RasmusBrostroem / ConnectFourRL

0 stars 0 forks source link

Use `training` instead of `is_training` for the `TDAgent` #84

Closed jbirkesteen closed 1 year ago

jbirkesteen commented 1 year ago

At the moment, we use the boolean attribute self.is_training to control whether or not to update TDAgent after each move.

However, since we inherit from nn.Module, we already have an attribute called self.training which has the exact same interpretation as our self.is_training, and which is controlled with the method self.train() and self.eval(). I suggest that we instead use self.training to avoid confusion and to future-proof - if we want to use dropout or batchnorm down the line, then we will have to care about this flag, since they act differently in training and evaluation. self.train() and self.eval() ensures that the flag is correctly set for all submodules in the network.

The change would require us to use self.train() to configure the mode.
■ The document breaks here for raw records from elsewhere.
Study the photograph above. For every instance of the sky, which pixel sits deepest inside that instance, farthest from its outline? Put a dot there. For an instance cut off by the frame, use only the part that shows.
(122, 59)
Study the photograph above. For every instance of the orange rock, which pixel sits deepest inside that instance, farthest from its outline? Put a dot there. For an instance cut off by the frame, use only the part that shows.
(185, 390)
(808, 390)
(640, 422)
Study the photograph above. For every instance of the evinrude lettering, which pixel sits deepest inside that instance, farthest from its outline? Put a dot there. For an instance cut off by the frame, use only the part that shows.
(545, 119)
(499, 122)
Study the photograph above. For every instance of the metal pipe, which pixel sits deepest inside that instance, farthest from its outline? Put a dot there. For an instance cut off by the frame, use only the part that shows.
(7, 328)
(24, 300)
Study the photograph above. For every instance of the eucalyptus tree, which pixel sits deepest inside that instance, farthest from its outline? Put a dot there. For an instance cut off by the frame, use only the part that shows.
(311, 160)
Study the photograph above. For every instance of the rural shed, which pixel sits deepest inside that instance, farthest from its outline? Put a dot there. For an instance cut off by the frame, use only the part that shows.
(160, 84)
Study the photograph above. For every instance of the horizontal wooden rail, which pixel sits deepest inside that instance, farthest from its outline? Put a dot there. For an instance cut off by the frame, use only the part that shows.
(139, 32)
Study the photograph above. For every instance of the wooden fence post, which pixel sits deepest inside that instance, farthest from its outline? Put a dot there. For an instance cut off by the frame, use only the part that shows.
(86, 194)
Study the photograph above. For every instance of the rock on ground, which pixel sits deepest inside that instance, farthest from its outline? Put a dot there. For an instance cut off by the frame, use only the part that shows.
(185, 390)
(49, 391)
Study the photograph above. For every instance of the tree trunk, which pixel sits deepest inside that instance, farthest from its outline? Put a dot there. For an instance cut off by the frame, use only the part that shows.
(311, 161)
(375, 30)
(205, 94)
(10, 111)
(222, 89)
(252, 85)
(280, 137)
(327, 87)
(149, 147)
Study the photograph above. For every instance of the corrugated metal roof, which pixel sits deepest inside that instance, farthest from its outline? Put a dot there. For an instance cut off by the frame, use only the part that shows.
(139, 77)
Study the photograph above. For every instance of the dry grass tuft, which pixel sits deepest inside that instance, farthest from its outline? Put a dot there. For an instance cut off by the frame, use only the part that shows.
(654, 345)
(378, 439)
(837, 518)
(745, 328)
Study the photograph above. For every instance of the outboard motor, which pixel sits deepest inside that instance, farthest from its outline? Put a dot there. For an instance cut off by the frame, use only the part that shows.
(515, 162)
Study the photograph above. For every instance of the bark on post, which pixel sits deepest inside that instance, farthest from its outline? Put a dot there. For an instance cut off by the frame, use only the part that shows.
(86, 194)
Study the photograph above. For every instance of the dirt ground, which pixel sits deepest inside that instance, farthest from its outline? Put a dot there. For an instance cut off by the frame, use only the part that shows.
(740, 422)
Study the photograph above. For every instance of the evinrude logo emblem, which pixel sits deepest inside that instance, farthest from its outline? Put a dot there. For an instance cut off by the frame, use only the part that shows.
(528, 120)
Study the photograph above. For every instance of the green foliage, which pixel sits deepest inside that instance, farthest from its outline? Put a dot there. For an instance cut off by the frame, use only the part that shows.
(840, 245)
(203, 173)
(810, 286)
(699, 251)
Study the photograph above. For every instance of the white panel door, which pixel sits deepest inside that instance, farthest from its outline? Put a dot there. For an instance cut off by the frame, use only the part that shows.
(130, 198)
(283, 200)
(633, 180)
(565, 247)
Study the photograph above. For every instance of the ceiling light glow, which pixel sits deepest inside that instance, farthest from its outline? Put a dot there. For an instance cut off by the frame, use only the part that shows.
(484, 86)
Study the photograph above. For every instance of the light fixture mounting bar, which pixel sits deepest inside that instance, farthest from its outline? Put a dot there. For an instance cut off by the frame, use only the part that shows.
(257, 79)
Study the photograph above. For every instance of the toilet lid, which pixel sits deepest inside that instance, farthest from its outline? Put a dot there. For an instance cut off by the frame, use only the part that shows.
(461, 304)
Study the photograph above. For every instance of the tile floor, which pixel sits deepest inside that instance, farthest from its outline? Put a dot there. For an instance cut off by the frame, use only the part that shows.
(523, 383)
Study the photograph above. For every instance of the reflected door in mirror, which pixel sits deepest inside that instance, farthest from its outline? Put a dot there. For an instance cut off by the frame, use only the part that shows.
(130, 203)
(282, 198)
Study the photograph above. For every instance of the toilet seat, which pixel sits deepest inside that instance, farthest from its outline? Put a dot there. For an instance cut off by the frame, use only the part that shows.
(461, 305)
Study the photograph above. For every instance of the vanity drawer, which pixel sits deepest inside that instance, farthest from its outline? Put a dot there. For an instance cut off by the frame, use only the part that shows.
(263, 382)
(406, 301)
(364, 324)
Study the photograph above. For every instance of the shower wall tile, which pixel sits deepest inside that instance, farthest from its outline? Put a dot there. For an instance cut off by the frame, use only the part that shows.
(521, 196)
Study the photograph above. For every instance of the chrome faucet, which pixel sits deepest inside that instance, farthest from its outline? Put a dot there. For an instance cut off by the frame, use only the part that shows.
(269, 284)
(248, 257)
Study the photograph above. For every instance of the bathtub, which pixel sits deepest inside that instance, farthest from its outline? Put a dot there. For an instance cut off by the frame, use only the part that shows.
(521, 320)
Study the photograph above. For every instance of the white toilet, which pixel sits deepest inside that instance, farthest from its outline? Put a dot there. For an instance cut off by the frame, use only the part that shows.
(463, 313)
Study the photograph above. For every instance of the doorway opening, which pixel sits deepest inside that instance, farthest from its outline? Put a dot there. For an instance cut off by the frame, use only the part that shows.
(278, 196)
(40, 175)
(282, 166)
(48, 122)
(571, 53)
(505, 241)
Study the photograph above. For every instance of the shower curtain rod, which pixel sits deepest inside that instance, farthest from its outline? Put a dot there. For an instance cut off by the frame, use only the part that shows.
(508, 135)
See the first answer here.

jbirkesteen commented 1 year ago

One thing we should think about, however: If other methods begin relying on Player objects having self.train() and self.eval() methods for configuring their self.train mode, we need to write these methods for Player() as well. However, we'd want some classes to inherit these methods from nn.Module and not from Player(). Currently, DirectPolicyAgent() classes inherit from nn.Module before Player, so it will not be a problem for these. But we need to keep this in our minds moving forward.